Evan Andrew reflects on life and the changing seasons.



It’s a perfect autumn day, perhaps too humid for April, but after all aren’t we getting global warming? I have just returned from a dear friend’s funeral. On such a day we ponder on our own life, and the ones that we have lost over time, and look at the blue sky and fleecy clouds, wonder about nature all around us, how short our time span might be, and yet still life rolls on.

Spring has always been my favourite time. Despite all the inconsistencies of the weather, I always feel it is a time of hope and promise, with new life all around you, and the promise of summer just around the corner.

Winter is snuggling up by the fire, good food and wine and laughter with family and friends. It’s when I get most of my writing done, while outside the winter storms arrive with cold and rain. The ground remains dormant, waiting for the arrival of spring.

Autumn though, had always seemed to me when I was younger, a sad time. The leaves falling from the trees, and the last crops of fruit and produce being picked before winter comes. There used to be the smell of smoke lingering in the air, from the burn-offs of the last corn planted, or the clearance of scrub. Now I’m older, I find it a more restful time of the year, when the garden is waiting for its winter rest.

I am off to the Coromandel for a week, and hopefully the good weather will stay. I will indulge in several of my pleasurable activities, which my children used to moan about.

I love blackberry picking and mushrooming, while catching the tuatuas, and a few other varieties of fish, always goes down well. Invariably, whenever I spotted a clump of blackberry patches, the kids and I were never dressed for it. We were usually in shorts, flimsy shirts, jandals, etc, and we would end up getting scratched, bitten, sunburned, and prickles in our feet and hands. Ah, but the blackberry pie that night! And the jam! All worth it in my book, but I’m not quite so sure my children saw it that way.

Mushrooming was much easier, though the find was not always so plentiful. Teaching them the good ones from the poisonous ones was always tricky, but in time the message got through. Does anyone else ever go mushrooming any more?
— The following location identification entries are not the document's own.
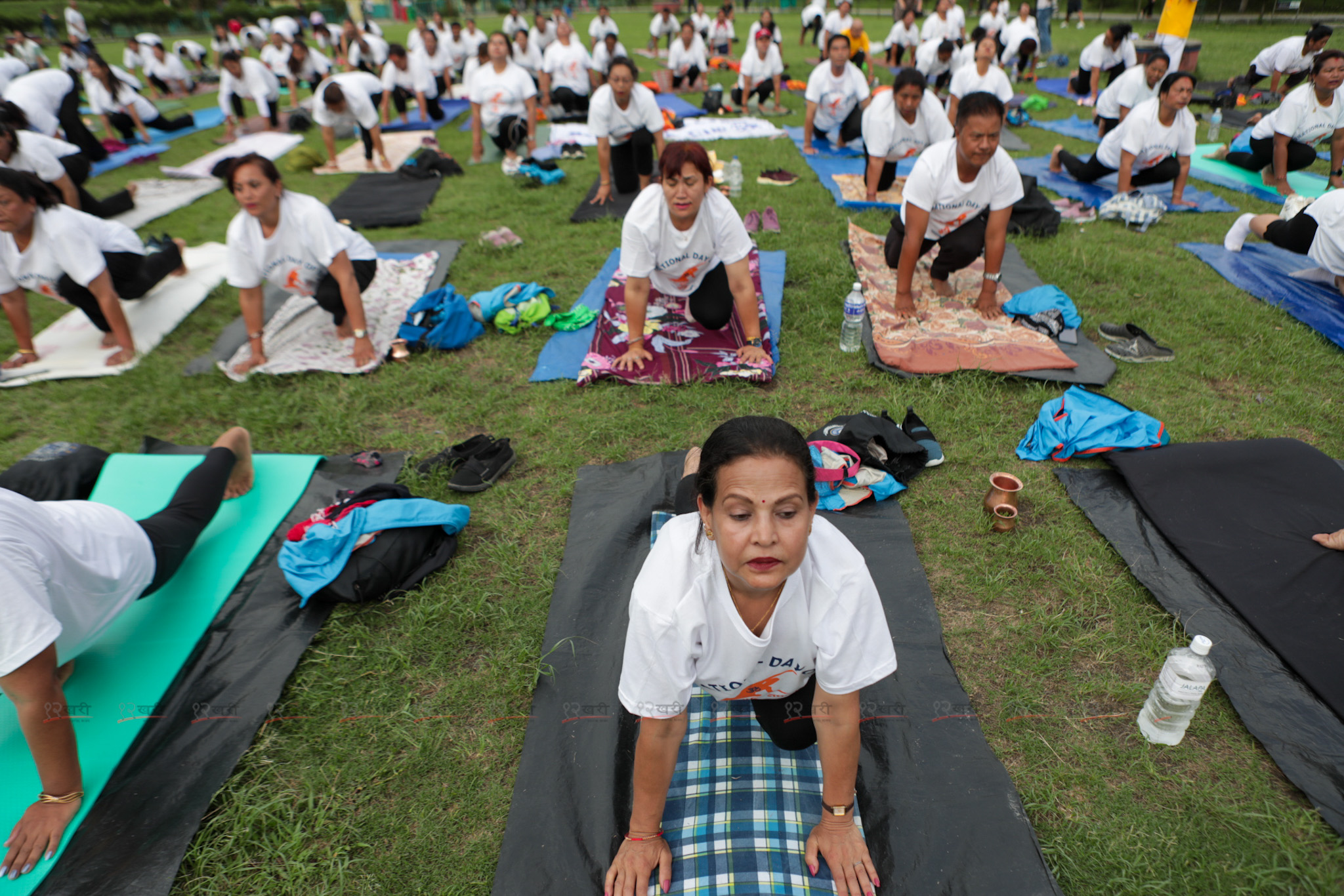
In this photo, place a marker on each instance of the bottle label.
(1182, 688)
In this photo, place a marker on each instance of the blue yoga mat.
(125, 156)
(1096, 193)
(1264, 270)
(828, 167)
(562, 356)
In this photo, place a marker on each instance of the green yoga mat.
(1249, 182)
(117, 683)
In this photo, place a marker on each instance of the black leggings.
(1263, 155)
(174, 531)
(1092, 170)
(632, 160)
(956, 250)
(328, 289)
(132, 277)
(788, 720)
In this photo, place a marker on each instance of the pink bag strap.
(843, 473)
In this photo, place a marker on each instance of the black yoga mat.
(1295, 725)
(614, 207)
(133, 838)
(385, 201)
(940, 813)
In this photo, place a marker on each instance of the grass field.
(1046, 622)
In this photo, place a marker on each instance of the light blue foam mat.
(1099, 192)
(1265, 272)
(562, 356)
(828, 167)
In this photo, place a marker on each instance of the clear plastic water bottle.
(851, 332)
(1175, 696)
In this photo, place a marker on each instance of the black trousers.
(74, 128)
(174, 531)
(1263, 155)
(1092, 170)
(788, 720)
(132, 277)
(956, 250)
(328, 289)
(631, 160)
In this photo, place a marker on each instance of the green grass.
(1046, 622)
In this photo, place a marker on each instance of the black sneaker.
(480, 472)
(1140, 351)
(453, 456)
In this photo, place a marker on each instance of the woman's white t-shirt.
(677, 261)
(684, 629)
(1301, 117)
(936, 187)
(299, 253)
(889, 136)
(66, 570)
(65, 241)
(835, 97)
(968, 79)
(608, 120)
(1144, 136)
(500, 93)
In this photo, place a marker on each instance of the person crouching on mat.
(1151, 147)
(684, 238)
(1285, 140)
(69, 569)
(959, 197)
(293, 241)
(628, 124)
(836, 96)
(68, 255)
(751, 596)
(351, 97)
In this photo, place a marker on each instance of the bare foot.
(240, 442)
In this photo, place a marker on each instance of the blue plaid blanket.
(740, 809)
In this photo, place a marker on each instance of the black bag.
(878, 441)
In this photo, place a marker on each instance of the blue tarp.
(562, 356)
(1264, 270)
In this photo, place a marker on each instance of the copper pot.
(1003, 489)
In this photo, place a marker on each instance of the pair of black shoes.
(476, 464)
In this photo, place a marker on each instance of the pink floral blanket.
(683, 351)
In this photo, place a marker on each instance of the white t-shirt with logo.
(68, 569)
(889, 136)
(677, 261)
(65, 241)
(1301, 117)
(835, 97)
(684, 629)
(1144, 136)
(934, 186)
(299, 253)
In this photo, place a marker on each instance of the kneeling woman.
(295, 242)
(1151, 147)
(684, 238)
(628, 125)
(62, 253)
(749, 584)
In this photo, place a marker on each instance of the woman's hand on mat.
(633, 863)
(37, 834)
(846, 853)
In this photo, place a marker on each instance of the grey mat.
(1095, 366)
(236, 335)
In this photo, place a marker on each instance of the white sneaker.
(1238, 233)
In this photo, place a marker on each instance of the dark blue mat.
(1264, 270)
(1096, 193)
(562, 356)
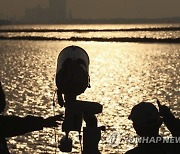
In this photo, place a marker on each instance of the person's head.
(2, 99)
(146, 119)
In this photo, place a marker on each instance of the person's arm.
(14, 125)
(172, 123)
(2, 99)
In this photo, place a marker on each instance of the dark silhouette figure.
(146, 122)
(14, 125)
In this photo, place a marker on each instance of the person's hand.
(53, 121)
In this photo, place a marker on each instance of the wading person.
(146, 122)
(13, 125)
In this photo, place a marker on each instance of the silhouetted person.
(14, 125)
(172, 123)
(146, 122)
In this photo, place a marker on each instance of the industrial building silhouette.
(56, 12)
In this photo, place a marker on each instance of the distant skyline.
(97, 9)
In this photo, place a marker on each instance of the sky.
(95, 9)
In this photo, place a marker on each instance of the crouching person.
(146, 122)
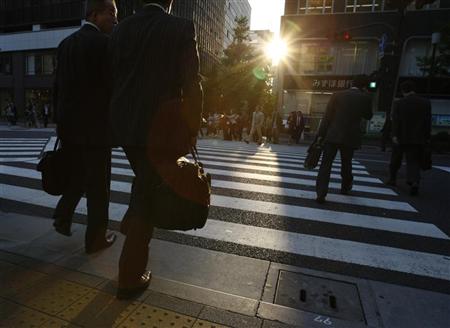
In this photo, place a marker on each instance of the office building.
(331, 41)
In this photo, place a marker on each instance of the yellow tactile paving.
(23, 317)
(56, 323)
(52, 298)
(207, 324)
(153, 317)
(98, 308)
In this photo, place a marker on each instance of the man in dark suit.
(411, 130)
(155, 79)
(340, 129)
(82, 95)
(299, 125)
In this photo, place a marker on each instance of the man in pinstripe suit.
(155, 73)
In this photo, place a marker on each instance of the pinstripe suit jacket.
(155, 63)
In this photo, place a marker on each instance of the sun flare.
(276, 50)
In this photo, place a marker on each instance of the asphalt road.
(263, 207)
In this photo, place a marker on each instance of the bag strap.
(55, 148)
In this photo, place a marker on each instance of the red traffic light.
(346, 36)
(339, 36)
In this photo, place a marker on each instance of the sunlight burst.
(276, 50)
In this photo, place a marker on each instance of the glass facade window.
(414, 49)
(339, 59)
(5, 64)
(40, 64)
(354, 6)
(434, 5)
(316, 7)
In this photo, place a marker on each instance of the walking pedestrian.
(291, 122)
(45, 114)
(82, 111)
(340, 130)
(257, 125)
(277, 124)
(9, 113)
(154, 63)
(299, 126)
(411, 131)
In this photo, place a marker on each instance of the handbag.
(313, 156)
(426, 162)
(182, 200)
(52, 167)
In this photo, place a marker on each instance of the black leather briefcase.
(182, 200)
(53, 169)
(313, 155)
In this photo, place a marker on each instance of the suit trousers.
(137, 224)
(413, 156)
(329, 154)
(90, 174)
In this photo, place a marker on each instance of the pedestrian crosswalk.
(21, 149)
(263, 200)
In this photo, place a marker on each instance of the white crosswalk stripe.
(249, 180)
(20, 149)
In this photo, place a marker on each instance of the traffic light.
(340, 36)
(421, 3)
(346, 36)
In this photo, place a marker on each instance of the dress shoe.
(107, 242)
(131, 292)
(346, 190)
(390, 182)
(320, 199)
(414, 190)
(62, 227)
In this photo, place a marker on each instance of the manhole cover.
(323, 296)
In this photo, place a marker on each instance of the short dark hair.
(360, 81)
(408, 86)
(96, 6)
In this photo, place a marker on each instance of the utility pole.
(435, 40)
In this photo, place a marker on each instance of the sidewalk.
(46, 280)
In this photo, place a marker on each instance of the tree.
(243, 73)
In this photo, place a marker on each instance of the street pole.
(435, 39)
(279, 78)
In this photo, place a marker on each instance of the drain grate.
(319, 295)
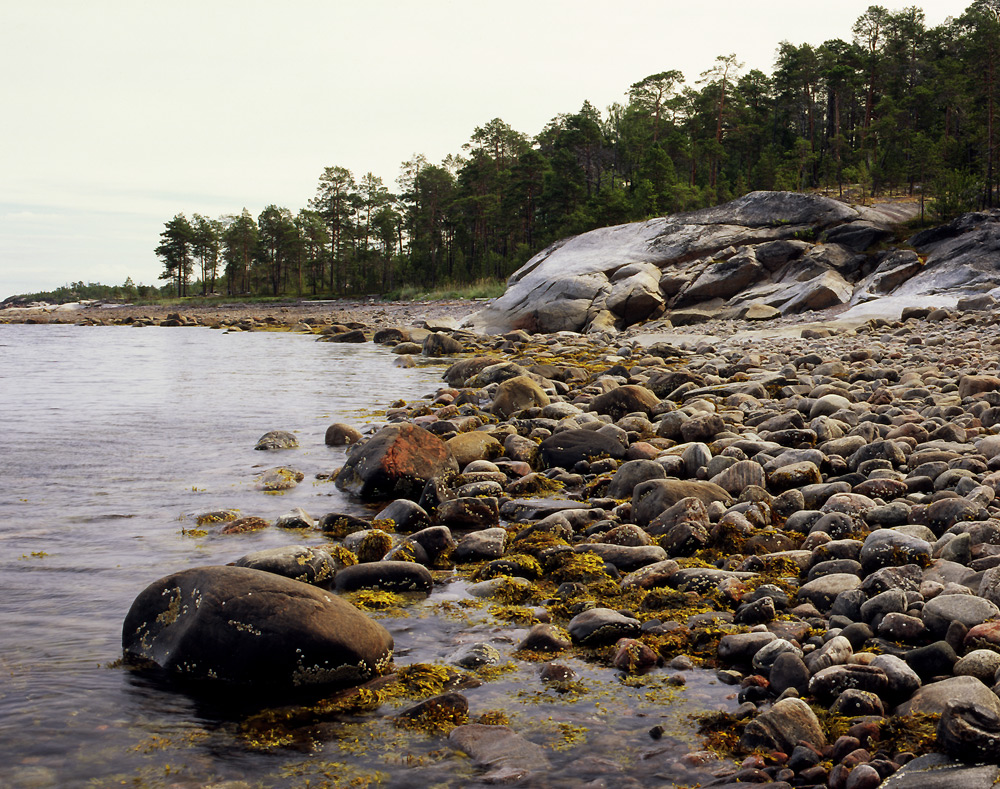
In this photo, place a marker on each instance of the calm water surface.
(114, 440)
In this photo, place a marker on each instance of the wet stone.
(601, 626)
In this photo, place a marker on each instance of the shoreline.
(819, 434)
(374, 314)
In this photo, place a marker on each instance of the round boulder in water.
(338, 435)
(392, 576)
(242, 626)
(300, 562)
(601, 626)
(396, 462)
(277, 439)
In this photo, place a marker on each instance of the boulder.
(789, 722)
(601, 626)
(934, 697)
(652, 497)
(567, 447)
(568, 284)
(477, 445)
(277, 439)
(340, 435)
(441, 344)
(396, 462)
(635, 293)
(391, 576)
(937, 771)
(509, 756)
(516, 394)
(302, 563)
(248, 627)
(624, 400)
(278, 479)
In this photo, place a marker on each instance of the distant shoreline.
(374, 314)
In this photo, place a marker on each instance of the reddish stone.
(396, 463)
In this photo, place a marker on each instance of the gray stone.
(937, 771)
(892, 548)
(302, 563)
(277, 439)
(822, 591)
(944, 609)
(934, 697)
(782, 727)
(601, 626)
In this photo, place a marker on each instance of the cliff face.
(762, 255)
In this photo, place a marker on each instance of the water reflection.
(116, 439)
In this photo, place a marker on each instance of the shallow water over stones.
(115, 440)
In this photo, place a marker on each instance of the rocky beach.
(809, 511)
(800, 500)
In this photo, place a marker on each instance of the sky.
(115, 115)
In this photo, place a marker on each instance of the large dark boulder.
(395, 463)
(242, 626)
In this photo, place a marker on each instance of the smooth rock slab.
(242, 626)
(822, 591)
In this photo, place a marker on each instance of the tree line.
(901, 108)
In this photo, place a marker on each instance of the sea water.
(113, 441)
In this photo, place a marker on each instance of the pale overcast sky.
(116, 115)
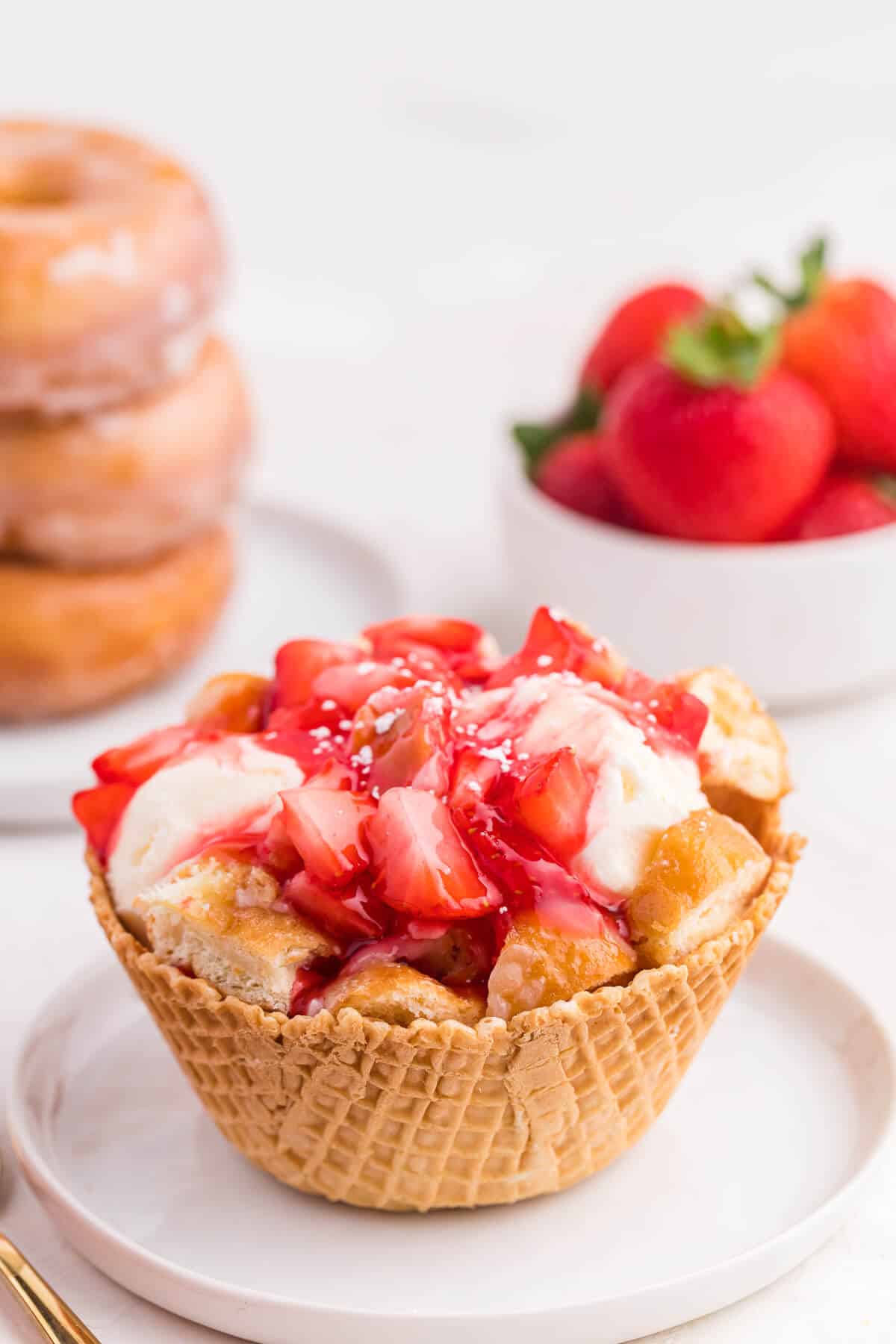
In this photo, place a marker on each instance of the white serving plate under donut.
(755, 1163)
(297, 574)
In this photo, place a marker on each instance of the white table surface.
(396, 178)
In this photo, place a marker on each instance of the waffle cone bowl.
(438, 1116)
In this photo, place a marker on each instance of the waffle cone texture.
(440, 1115)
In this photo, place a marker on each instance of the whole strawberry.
(575, 473)
(715, 443)
(635, 331)
(840, 335)
(848, 502)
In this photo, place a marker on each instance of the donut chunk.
(121, 485)
(743, 757)
(399, 995)
(215, 918)
(702, 875)
(112, 264)
(539, 964)
(72, 640)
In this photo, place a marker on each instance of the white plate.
(755, 1163)
(297, 574)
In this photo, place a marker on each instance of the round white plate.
(754, 1164)
(297, 574)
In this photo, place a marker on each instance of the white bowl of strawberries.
(719, 494)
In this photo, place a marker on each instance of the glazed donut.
(121, 485)
(111, 262)
(74, 640)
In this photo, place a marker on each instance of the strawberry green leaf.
(536, 440)
(721, 349)
(812, 275)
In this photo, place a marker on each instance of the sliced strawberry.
(669, 717)
(140, 759)
(520, 866)
(100, 811)
(474, 779)
(464, 648)
(406, 734)
(305, 732)
(352, 685)
(277, 851)
(327, 828)
(234, 702)
(348, 913)
(555, 644)
(301, 662)
(423, 866)
(553, 800)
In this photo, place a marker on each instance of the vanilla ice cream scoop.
(638, 791)
(220, 788)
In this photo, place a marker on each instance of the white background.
(399, 179)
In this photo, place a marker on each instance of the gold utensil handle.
(55, 1322)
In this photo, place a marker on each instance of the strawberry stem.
(812, 275)
(538, 440)
(721, 349)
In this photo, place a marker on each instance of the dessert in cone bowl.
(461, 947)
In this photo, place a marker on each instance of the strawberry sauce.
(445, 793)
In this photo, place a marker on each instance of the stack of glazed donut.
(124, 423)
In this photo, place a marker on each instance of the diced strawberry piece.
(100, 811)
(461, 956)
(464, 648)
(348, 913)
(334, 774)
(455, 953)
(305, 986)
(305, 732)
(474, 779)
(277, 851)
(234, 702)
(669, 717)
(555, 644)
(423, 866)
(408, 737)
(327, 828)
(519, 863)
(553, 803)
(301, 662)
(136, 762)
(352, 685)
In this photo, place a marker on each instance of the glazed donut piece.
(120, 485)
(112, 264)
(73, 640)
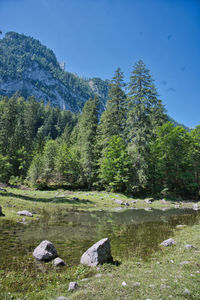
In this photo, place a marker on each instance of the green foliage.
(145, 113)
(170, 162)
(21, 55)
(113, 118)
(115, 165)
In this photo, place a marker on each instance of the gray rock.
(177, 206)
(136, 284)
(99, 253)
(59, 262)
(134, 201)
(98, 275)
(73, 286)
(45, 251)
(189, 247)
(168, 242)
(25, 213)
(118, 208)
(148, 209)
(186, 292)
(180, 226)
(148, 201)
(119, 201)
(195, 206)
(1, 213)
(185, 262)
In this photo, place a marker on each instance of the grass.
(162, 276)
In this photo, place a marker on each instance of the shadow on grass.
(55, 200)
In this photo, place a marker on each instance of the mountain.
(28, 67)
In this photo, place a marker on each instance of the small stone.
(134, 201)
(180, 226)
(119, 201)
(186, 292)
(136, 284)
(45, 251)
(168, 242)
(58, 262)
(185, 262)
(25, 213)
(195, 207)
(148, 209)
(98, 275)
(97, 254)
(1, 213)
(73, 286)
(188, 246)
(148, 201)
(118, 208)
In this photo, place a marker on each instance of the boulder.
(195, 207)
(148, 208)
(1, 213)
(73, 286)
(149, 200)
(168, 242)
(99, 253)
(25, 213)
(59, 262)
(45, 251)
(188, 246)
(119, 201)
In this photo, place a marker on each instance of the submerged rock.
(99, 253)
(149, 200)
(45, 251)
(73, 286)
(119, 201)
(1, 213)
(168, 242)
(59, 262)
(25, 213)
(195, 207)
(188, 246)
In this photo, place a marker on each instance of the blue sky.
(94, 37)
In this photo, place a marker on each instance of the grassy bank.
(19, 199)
(162, 276)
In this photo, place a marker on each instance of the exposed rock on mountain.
(28, 67)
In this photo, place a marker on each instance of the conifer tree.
(86, 139)
(113, 118)
(144, 114)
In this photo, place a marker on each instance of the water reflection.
(132, 233)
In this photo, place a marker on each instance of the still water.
(132, 233)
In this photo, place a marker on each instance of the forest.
(131, 148)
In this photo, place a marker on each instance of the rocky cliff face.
(28, 67)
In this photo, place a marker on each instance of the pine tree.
(113, 118)
(144, 114)
(86, 139)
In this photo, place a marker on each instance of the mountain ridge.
(28, 67)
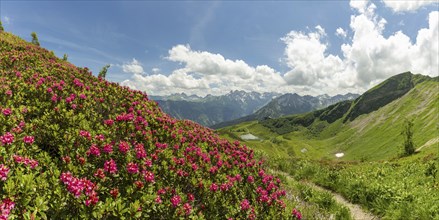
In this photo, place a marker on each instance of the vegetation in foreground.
(380, 168)
(406, 188)
(76, 146)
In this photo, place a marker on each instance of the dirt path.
(429, 143)
(356, 211)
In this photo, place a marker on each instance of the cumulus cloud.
(208, 73)
(407, 6)
(7, 20)
(368, 57)
(133, 67)
(341, 32)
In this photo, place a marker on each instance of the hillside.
(77, 146)
(289, 104)
(361, 159)
(367, 128)
(211, 109)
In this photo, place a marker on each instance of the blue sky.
(164, 47)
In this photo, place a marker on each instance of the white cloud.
(133, 67)
(408, 6)
(341, 32)
(155, 70)
(368, 59)
(207, 73)
(7, 19)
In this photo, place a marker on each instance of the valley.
(361, 159)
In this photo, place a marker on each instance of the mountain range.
(288, 104)
(238, 106)
(367, 128)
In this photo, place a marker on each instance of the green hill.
(366, 133)
(74, 146)
(367, 128)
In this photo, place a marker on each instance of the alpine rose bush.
(76, 146)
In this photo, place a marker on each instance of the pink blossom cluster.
(26, 161)
(4, 170)
(110, 166)
(5, 208)
(77, 186)
(297, 214)
(7, 138)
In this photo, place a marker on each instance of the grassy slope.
(373, 136)
(101, 151)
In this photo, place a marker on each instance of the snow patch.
(249, 137)
(338, 155)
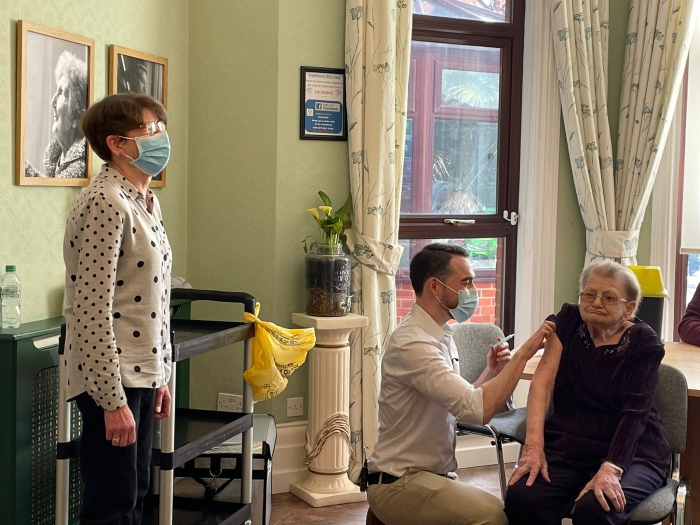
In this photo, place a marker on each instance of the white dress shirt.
(422, 397)
(117, 299)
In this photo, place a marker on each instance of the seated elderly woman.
(604, 447)
(65, 155)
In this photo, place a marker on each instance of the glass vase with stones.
(327, 281)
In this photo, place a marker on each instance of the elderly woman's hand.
(606, 482)
(163, 400)
(533, 461)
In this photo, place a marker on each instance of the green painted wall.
(571, 235)
(32, 219)
(251, 178)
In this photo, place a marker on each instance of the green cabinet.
(28, 390)
(28, 419)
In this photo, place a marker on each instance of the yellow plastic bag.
(277, 353)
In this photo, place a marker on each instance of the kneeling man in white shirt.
(423, 396)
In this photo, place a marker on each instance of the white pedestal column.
(329, 402)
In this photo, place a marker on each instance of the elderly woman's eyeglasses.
(607, 299)
(153, 127)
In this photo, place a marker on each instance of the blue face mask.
(154, 153)
(466, 306)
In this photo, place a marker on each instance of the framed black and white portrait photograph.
(132, 71)
(54, 88)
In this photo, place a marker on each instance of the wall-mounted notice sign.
(322, 115)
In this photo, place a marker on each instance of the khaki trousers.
(422, 498)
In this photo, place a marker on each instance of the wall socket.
(295, 406)
(229, 403)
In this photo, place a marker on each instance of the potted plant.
(327, 265)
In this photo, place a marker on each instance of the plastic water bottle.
(10, 290)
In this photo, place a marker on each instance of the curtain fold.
(658, 40)
(377, 54)
(580, 35)
(613, 198)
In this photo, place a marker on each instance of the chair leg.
(501, 467)
(683, 503)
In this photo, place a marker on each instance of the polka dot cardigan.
(117, 298)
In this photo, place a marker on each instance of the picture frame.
(322, 108)
(55, 85)
(132, 71)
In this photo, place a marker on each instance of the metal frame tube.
(247, 440)
(167, 446)
(62, 465)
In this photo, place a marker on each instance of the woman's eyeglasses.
(606, 298)
(153, 127)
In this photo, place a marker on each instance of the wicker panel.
(44, 425)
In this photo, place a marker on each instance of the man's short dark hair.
(433, 261)
(116, 115)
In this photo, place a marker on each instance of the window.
(463, 143)
(688, 244)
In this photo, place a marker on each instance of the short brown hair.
(434, 260)
(116, 115)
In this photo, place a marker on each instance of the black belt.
(387, 479)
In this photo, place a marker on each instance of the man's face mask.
(467, 302)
Luckily I have a friend with a farm, so…

So, despite the loss of life that we have to endure as life rolls go on, sometimes the simplest things in life can still bring a smile to our lips, as we get on with the business of living, while the seasons roll around.

 

Evan G Andrew

 

1 comment:

  1. Perhaps autumn is just a moment when the earth and all its beings settle down for a well-earned nap. Or perhaps what the earth is doing is stepping back in order to make that running jump into a glorious summer.